Etkin Pişmanlık Nedir?
Etkin pişmanlık; bir kişinin işlediği suçtan ötürü kendi özgür iradesini kullanarak pişmanlık duyması, gerçekleşen suç sonrasında oluşan tüm olumsuzlukların giderilmesi ve adalete olumlu yönde yansıttığı katkılar sonrasında uygulanan bir durumdur. Etkin pişmanlık yasası ve ceza indirimi yasası Türk Ceza Kanunu’nda belirtilen bazı adli suçlar için geçerlidir. Kişinin aldığı cezaya göre etkin pişmanlık yasası uygulanabilmesi için kasıt durumu ve kişinin gösterdiği olumlu davranışlara ceza indirimi uygulanmaktadır.
Etkin Pişmanlık ve Ceza İndirimi
Yaptığı eylemden ötürü mağdur duruma düşen kişi ya da kişilerin oluşan zararlarının karşılanması, suçu işleyen kişinin olumlu yansıyan davranışları durumunda Türk Ceza Kanunu’nda bağışlama hükümleri ceza kurumu tarafından uygulanmaya başlar.

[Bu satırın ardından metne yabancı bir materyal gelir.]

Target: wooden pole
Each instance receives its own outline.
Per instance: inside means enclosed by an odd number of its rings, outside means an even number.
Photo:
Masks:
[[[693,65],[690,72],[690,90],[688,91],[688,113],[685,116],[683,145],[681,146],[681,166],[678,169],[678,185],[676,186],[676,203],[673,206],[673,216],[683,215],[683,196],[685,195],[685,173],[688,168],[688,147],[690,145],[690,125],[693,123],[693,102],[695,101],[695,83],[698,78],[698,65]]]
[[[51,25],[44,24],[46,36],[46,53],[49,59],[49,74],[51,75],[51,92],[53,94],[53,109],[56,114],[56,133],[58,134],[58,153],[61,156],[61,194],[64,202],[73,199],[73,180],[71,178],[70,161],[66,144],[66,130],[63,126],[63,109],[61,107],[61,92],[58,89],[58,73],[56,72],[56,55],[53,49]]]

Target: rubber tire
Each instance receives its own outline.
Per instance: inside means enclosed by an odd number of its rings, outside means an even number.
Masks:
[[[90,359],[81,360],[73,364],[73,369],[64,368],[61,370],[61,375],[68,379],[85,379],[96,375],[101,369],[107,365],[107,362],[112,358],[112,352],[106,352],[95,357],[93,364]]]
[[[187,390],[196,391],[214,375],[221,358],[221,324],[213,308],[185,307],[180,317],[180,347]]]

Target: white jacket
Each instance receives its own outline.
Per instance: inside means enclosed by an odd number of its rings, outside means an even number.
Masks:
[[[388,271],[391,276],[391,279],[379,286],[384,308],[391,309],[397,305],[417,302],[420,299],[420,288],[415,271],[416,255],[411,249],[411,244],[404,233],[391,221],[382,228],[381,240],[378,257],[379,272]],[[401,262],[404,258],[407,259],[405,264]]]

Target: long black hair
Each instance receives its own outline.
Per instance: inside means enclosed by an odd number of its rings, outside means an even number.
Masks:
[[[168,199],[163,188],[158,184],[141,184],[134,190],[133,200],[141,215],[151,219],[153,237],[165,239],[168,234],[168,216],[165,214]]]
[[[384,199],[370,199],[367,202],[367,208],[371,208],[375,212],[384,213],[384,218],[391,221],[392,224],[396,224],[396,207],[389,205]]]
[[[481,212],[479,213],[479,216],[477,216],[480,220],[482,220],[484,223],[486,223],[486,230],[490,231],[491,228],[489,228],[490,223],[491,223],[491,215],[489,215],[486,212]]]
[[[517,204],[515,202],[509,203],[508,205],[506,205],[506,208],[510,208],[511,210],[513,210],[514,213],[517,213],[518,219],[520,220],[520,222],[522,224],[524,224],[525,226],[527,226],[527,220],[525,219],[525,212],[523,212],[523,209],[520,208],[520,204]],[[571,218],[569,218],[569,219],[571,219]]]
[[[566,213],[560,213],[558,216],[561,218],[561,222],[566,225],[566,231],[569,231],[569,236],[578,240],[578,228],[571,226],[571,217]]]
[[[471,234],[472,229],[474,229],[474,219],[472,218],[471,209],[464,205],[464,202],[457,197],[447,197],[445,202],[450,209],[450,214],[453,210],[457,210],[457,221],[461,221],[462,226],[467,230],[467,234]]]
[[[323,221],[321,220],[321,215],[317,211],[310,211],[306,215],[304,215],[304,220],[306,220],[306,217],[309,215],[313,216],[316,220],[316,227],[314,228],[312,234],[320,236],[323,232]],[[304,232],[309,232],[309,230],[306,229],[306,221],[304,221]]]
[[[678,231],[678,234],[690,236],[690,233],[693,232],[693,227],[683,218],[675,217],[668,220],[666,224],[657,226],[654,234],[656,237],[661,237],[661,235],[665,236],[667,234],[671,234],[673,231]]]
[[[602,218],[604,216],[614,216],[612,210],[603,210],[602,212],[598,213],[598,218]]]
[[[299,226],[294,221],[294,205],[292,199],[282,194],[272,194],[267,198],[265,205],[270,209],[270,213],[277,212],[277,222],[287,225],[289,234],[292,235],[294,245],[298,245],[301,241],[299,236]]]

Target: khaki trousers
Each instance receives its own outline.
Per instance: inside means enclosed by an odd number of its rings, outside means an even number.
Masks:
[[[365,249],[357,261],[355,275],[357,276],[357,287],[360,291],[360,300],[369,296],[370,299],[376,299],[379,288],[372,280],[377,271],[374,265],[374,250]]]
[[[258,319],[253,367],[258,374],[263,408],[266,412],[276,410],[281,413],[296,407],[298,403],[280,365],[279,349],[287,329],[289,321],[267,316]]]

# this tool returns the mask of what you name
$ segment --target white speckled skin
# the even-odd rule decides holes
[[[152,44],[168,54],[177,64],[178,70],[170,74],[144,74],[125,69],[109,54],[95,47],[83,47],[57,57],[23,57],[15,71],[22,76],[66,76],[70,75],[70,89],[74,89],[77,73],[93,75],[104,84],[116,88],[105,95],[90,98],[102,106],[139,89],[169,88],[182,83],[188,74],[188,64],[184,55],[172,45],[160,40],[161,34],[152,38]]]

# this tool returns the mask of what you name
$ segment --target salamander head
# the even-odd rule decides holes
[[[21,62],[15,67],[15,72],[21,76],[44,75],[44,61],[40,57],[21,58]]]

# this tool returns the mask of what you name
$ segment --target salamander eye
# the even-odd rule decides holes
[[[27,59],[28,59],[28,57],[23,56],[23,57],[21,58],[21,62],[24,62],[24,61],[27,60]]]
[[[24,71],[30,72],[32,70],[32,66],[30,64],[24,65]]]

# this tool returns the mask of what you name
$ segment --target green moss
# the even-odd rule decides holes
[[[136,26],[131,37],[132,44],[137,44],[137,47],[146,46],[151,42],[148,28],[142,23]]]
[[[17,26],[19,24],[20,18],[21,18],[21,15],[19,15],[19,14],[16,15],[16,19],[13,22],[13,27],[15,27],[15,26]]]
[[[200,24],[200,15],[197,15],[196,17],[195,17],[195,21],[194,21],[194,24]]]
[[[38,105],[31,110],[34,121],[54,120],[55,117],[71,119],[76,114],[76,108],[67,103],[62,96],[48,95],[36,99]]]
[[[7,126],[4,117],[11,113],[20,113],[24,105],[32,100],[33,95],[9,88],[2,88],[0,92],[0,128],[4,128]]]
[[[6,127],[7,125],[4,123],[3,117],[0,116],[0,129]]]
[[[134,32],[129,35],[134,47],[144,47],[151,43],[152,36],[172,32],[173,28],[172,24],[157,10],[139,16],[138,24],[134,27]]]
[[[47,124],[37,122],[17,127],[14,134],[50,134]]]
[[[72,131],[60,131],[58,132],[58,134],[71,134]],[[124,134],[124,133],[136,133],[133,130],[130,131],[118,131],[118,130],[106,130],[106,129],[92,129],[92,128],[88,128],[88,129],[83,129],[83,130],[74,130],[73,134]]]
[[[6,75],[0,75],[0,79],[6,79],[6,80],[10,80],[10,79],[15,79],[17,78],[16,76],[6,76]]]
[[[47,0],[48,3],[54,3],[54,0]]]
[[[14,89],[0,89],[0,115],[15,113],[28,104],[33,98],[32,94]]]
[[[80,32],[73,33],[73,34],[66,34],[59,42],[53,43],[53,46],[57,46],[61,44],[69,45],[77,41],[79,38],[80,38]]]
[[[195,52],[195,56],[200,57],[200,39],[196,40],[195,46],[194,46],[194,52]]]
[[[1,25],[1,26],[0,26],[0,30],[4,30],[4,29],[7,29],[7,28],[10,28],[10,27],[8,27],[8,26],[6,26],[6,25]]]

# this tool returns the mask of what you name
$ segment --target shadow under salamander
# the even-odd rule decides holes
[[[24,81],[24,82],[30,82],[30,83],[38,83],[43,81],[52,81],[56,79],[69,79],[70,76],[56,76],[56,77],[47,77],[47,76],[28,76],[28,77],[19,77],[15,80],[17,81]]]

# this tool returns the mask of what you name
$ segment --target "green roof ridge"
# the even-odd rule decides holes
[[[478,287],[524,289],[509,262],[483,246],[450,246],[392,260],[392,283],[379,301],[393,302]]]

Kanunda etkin pişmanlık olarak adlandırılan ve her suç tipi bakımından münhasıran öngörülen düzenlemelerin birçoğu teknik anlamda etkin pişmanlık niteliği taşımamakta belirli bir menfaat karşılığı failin ödüllendirilmesi anlamına gelmektedir.
Etkin pişmanlık durumunda:
- Suçu işleyen kişinin soruşturma ve kovuşturma sırasında suç ortaklarını ortaya çıkarırsa,
- Suça yardım edenleri, suça azmettirenleri savcı ya da hâkime anlatırsa,
- Suçun ortaya çıkmasında ve suçluların cezalandırılmasında yardımcı olursa,
işlenen suç dolayısıyla mağdur duruma düşen kişinin zararı karşılanırsa, kişi etkin pişmanlık yasasından yararlanabilir.

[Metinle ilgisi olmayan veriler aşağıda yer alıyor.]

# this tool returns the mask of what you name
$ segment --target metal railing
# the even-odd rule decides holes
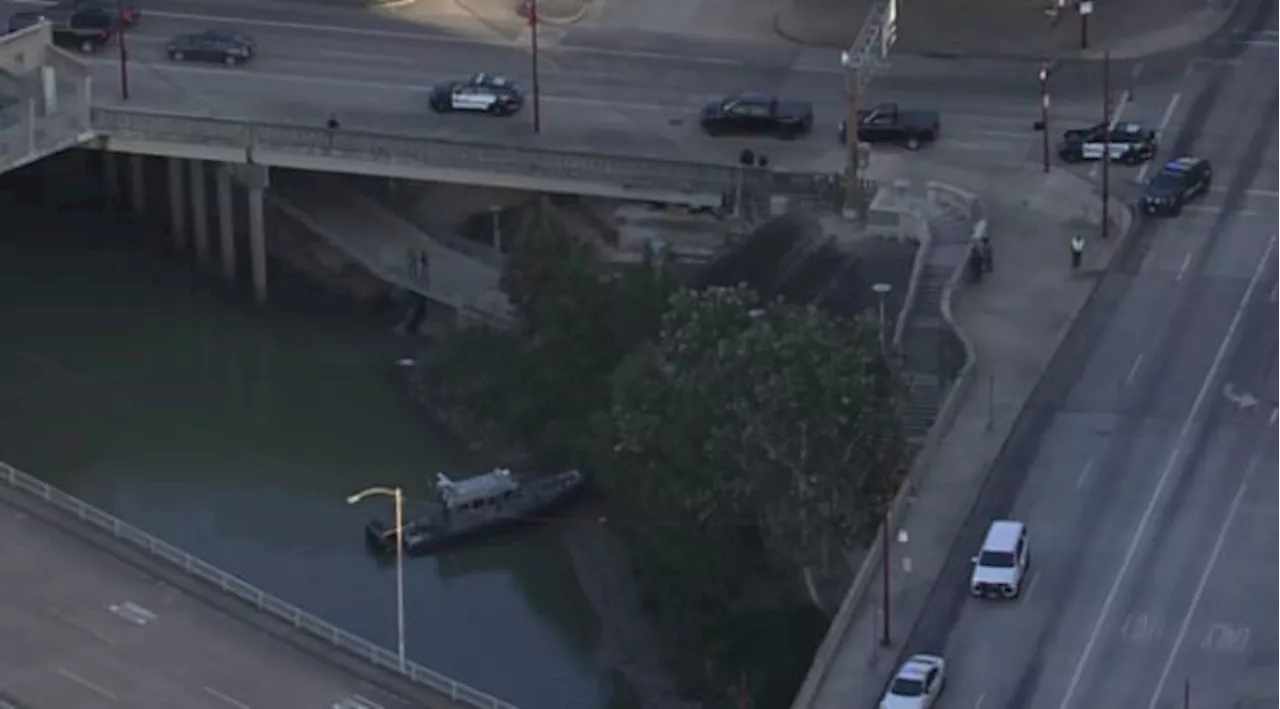
[[[243,579],[237,578],[206,561],[201,561],[168,542],[156,539],[141,529],[103,512],[79,498],[68,495],[11,465],[0,463],[0,482],[37,497],[54,507],[70,512],[115,538],[127,542],[151,556],[168,562],[174,567],[240,598],[263,613],[275,616],[298,630],[319,638],[351,655],[400,674],[415,684],[439,692],[467,706],[476,707],[476,709],[516,709],[512,704],[452,680],[439,672],[429,670],[414,662],[407,662],[404,668],[401,668],[400,661],[395,653],[321,620],[296,606],[290,605]]]

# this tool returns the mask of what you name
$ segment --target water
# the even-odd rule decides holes
[[[279,269],[262,309],[145,224],[22,206],[39,178],[0,180],[0,459],[394,648],[393,569],[360,534],[390,504],[345,497],[421,498],[436,471],[485,468],[397,385],[406,342]],[[410,560],[409,655],[522,709],[604,706],[595,617],[558,535]]]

Bu çerçevede etkin pişmanlıktan yararlanacak fail, suçunun olumsuz etkilerini gidermek için bir girişimde bulunmalı, failin suçtan duyduğu pişmanlık, basit bir üzülme derecesinde kalmamalı, bu pişmanlığın dış dünyaya yansıyan “etkin” bir yönü olmalıdır. Bu yönüyle mağdurun uğramış olduğu zarar tamamen giderilmiş olmalıdır.
Etkin pişmanlık hükümleri, faile verilecek cezada indirim yapılmasını sağlamakla birlikte, bir takım etkin pişmanlık hükümleri de faile verilecek olan cezanın tamamen ortadan kalkması sonucunu doğurmaktadır.
Cezayı kaldıran etkin pişmanlık sebeplerinin söz konusu olduğu hallerde; fail tarafından gerçekleştirilen bir suç söz konusudur fakat bir takım mülahazalarla kanun koyucu, konusu suç olan bu fiilleri gerçekleştiren şahısların cezalandırılmamasını uygun görmüştür.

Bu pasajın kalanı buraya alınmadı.